Natural gas prices rose nearly two percent in American trade as the dollar index fell according to their inverse relation, following earlier data from the U.S., the world's largest energy consumer, including the EIA report on U.S. natural gas storage, showing a more-than-expected drawdown last week.
As of 08:24 GMT, natural gas futures due on April 15 rose 1.69% to $2.950 per million British thermal units from the opening of $2.901, with an intraday high at $2.983, and a low at $2.889, while the dollar index fell 0.17% to 101.90 from the opening of 102.14.

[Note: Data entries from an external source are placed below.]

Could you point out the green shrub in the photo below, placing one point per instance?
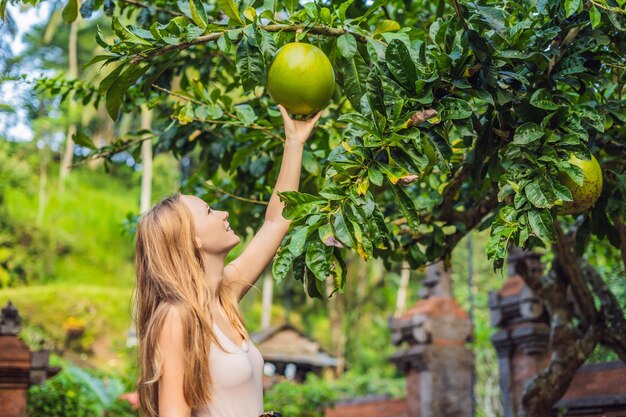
(76, 392)
(309, 399)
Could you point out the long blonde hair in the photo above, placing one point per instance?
(169, 271)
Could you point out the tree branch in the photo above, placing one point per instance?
(210, 184)
(568, 351)
(267, 130)
(621, 230)
(147, 6)
(316, 30)
(615, 323)
(570, 267)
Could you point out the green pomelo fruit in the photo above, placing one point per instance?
(586, 195)
(301, 78)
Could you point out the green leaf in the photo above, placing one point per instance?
(250, 13)
(317, 260)
(98, 58)
(126, 35)
(562, 192)
(539, 192)
(281, 264)
(295, 197)
(543, 100)
(267, 44)
(401, 64)
(594, 17)
(571, 7)
(70, 11)
(333, 193)
(361, 121)
(375, 94)
(249, 65)
(224, 42)
(298, 239)
(115, 94)
(83, 140)
(454, 109)
(541, 224)
(198, 14)
(231, 9)
(394, 173)
(406, 206)
(375, 176)
(355, 72)
(341, 231)
(387, 25)
(292, 6)
(347, 45)
(185, 114)
(246, 114)
(527, 133)
(341, 10)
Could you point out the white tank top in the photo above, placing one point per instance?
(237, 380)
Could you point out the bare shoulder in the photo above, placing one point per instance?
(172, 329)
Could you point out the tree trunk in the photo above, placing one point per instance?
(404, 284)
(146, 161)
(268, 293)
(68, 154)
(335, 312)
(43, 185)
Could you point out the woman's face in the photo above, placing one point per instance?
(213, 232)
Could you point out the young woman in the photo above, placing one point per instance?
(195, 355)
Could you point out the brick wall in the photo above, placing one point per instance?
(369, 407)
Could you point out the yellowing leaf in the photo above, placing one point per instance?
(250, 13)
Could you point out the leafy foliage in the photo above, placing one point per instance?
(76, 392)
(516, 90)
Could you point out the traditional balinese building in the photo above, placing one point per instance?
(290, 354)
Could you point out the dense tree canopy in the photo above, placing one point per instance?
(447, 116)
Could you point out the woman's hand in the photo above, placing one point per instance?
(298, 130)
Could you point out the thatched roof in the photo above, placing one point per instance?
(287, 344)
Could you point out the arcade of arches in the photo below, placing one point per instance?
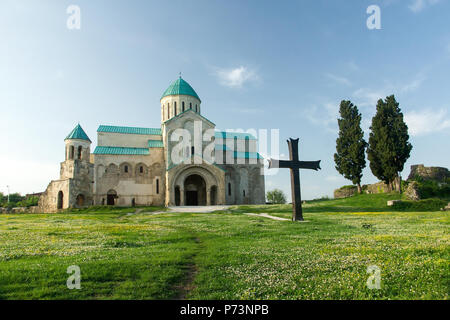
(196, 187)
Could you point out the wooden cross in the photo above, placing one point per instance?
(294, 164)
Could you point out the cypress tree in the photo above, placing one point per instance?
(350, 145)
(389, 147)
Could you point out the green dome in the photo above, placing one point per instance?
(78, 133)
(180, 86)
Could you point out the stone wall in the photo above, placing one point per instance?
(345, 192)
(379, 187)
(429, 173)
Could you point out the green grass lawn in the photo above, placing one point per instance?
(228, 255)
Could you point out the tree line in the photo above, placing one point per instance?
(388, 147)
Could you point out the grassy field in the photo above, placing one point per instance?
(228, 255)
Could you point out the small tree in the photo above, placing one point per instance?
(389, 147)
(276, 196)
(350, 145)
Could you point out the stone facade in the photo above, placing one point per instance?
(74, 189)
(158, 166)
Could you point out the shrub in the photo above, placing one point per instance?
(421, 205)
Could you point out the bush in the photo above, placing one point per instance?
(421, 205)
(276, 196)
(432, 189)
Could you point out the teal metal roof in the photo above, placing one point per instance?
(232, 135)
(155, 144)
(130, 130)
(180, 86)
(78, 133)
(121, 150)
(189, 110)
(221, 147)
(247, 155)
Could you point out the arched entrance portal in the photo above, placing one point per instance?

Earlier U.S. data showed unemployment claims rose to 243 thousand in the week ending March 4, up from 223K in the previous reading, while analysts expected 239K, while continuing claims fell by 6 thousand to 2.058 million in the week ending February 28 from 2.064 million in the previous reading, while analysts expected 2.062 milliom.
In a separate report, U.S. import prices rose 0.2% m/m in February, slowing down from January's 0.4% rise, while analysts expected a 0.1% gain.

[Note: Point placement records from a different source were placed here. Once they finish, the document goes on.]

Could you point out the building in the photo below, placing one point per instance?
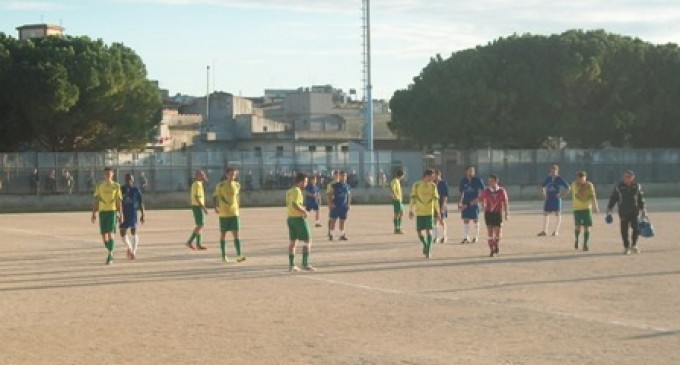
(39, 30)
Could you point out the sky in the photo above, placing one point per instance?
(252, 45)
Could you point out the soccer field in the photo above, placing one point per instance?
(373, 300)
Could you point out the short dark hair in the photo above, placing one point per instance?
(300, 177)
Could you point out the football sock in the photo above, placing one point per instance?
(237, 244)
(135, 242)
(305, 256)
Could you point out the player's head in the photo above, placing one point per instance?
(493, 180)
(428, 175)
(629, 177)
(231, 173)
(301, 180)
(108, 173)
(199, 175)
(581, 176)
(470, 171)
(554, 169)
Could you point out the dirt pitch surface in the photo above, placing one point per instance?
(374, 299)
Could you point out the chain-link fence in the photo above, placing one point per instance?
(526, 167)
(70, 173)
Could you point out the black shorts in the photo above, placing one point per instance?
(493, 219)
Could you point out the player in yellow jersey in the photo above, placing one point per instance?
(397, 198)
(227, 201)
(298, 230)
(425, 206)
(107, 201)
(199, 210)
(584, 201)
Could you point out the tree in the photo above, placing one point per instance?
(75, 94)
(587, 88)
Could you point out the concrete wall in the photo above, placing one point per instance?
(82, 202)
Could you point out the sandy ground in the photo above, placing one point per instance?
(374, 300)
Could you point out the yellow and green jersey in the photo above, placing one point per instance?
(582, 195)
(425, 199)
(294, 201)
(227, 194)
(395, 186)
(197, 194)
(108, 193)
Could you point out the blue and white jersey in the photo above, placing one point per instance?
(470, 188)
(341, 193)
(553, 186)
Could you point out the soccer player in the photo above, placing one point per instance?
(313, 198)
(424, 204)
(107, 201)
(340, 204)
(226, 201)
(199, 210)
(397, 198)
(629, 196)
(584, 201)
(496, 205)
(470, 187)
(297, 224)
(443, 191)
(552, 198)
(132, 201)
(329, 200)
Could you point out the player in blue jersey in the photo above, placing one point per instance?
(470, 188)
(554, 188)
(340, 203)
(132, 202)
(313, 198)
(443, 191)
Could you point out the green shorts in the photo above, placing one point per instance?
(230, 224)
(298, 229)
(398, 207)
(199, 216)
(424, 222)
(107, 222)
(583, 218)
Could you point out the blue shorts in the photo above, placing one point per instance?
(339, 213)
(311, 205)
(471, 212)
(552, 205)
(129, 220)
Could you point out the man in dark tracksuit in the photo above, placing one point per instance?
(630, 198)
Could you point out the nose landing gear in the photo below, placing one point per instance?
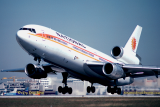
(65, 89)
(91, 89)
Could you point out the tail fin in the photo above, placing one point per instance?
(133, 41)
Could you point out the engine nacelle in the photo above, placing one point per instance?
(35, 72)
(113, 71)
(125, 56)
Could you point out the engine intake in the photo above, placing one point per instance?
(35, 72)
(113, 71)
(125, 55)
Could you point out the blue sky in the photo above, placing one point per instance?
(101, 24)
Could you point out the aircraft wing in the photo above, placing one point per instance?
(141, 71)
(131, 70)
(48, 67)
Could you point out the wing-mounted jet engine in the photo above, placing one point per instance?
(113, 71)
(34, 71)
(124, 55)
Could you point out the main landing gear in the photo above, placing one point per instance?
(114, 90)
(65, 89)
(91, 89)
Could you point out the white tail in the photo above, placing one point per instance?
(133, 41)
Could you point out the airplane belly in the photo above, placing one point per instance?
(60, 55)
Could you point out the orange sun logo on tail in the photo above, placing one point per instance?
(133, 43)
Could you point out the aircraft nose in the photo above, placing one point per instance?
(18, 36)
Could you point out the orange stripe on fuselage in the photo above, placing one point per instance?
(44, 36)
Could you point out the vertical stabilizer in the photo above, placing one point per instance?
(133, 41)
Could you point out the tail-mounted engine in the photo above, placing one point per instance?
(35, 72)
(113, 71)
(125, 56)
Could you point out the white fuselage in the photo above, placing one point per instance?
(56, 48)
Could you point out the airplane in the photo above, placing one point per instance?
(74, 59)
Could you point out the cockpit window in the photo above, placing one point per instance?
(30, 29)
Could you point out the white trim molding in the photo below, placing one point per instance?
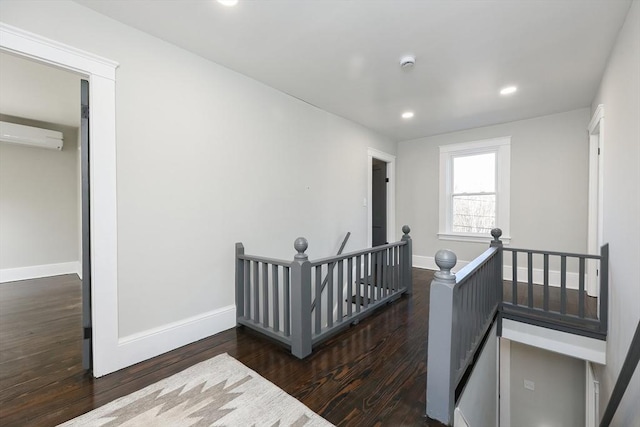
(153, 342)
(101, 73)
(591, 349)
(502, 148)
(38, 271)
(390, 159)
(596, 196)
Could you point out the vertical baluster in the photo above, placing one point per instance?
(286, 274)
(247, 289)
(367, 282)
(563, 284)
(400, 267)
(276, 297)
(330, 301)
(349, 286)
(340, 295)
(385, 270)
(530, 279)
(396, 268)
(546, 283)
(265, 294)
(256, 292)
(458, 340)
(581, 288)
(379, 276)
(318, 299)
(357, 283)
(514, 277)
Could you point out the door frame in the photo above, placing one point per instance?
(101, 74)
(390, 160)
(596, 199)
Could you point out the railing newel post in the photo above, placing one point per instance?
(440, 373)
(301, 342)
(408, 261)
(239, 281)
(497, 243)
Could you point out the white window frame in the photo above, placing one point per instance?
(502, 147)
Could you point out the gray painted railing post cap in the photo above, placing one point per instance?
(445, 260)
(301, 244)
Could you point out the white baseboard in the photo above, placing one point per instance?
(153, 342)
(38, 271)
(429, 263)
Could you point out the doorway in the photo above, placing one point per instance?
(379, 183)
(108, 356)
(380, 201)
(46, 253)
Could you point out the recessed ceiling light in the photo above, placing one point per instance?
(508, 90)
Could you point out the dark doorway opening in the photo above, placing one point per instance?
(378, 202)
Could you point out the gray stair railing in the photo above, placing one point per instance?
(578, 320)
(275, 297)
(462, 308)
(326, 278)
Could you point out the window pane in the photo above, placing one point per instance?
(474, 214)
(474, 174)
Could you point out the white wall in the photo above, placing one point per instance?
(620, 93)
(549, 187)
(39, 220)
(207, 157)
(559, 388)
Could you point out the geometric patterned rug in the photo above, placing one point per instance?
(218, 392)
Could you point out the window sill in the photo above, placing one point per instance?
(476, 238)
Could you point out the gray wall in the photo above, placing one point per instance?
(549, 187)
(39, 221)
(620, 94)
(207, 157)
(559, 382)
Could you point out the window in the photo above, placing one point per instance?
(474, 189)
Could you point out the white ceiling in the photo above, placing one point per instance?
(343, 56)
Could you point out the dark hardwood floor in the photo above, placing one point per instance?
(373, 374)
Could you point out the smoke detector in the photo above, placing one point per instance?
(408, 61)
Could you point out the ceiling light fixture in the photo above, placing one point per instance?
(508, 90)
(407, 61)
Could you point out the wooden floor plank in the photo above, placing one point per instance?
(373, 374)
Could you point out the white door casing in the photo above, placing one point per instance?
(372, 153)
(595, 214)
(101, 74)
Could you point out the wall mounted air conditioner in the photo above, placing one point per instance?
(31, 136)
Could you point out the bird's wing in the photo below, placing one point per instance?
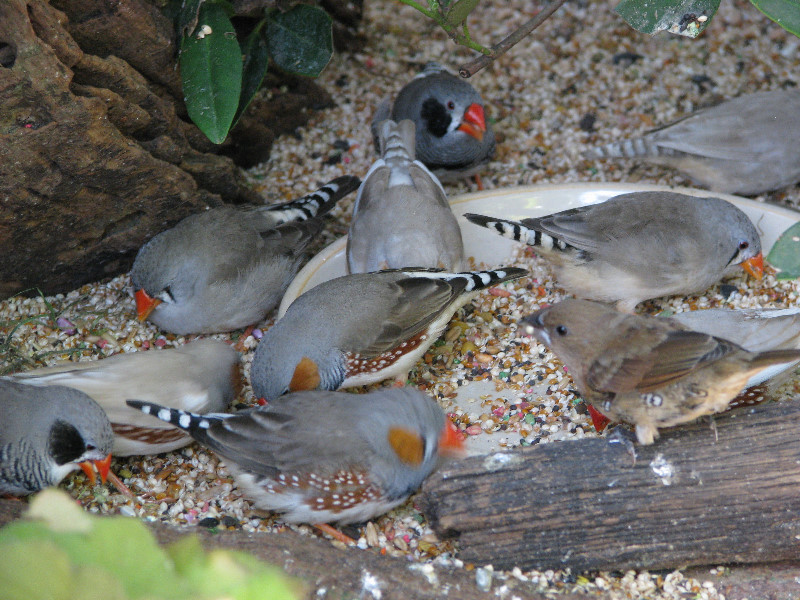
(267, 442)
(675, 356)
(575, 227)
(415, 304)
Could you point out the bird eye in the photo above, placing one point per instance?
(166, 296)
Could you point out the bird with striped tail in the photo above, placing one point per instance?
(746, 145)
(366, 456)
(401, 217)
(641, 245)
(454, 139)
(226, 268)
(363, 328)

Similarly, the Energy Information Administration's report on U.S. natural gas storage showed a drawdown of 68 billion cubic feet in the week ending March 3, compared to a 7B buildup in the previous reading, while analysts expected a 59B drawdown, with the total now reaching 2.295 trillion cubic feet, compared to 2.363 trillion in the previous reading, becoming thereafter lower than the total in the same period of 2016 at 2.487 trillion, while above the five-year average of 1.932 trillion.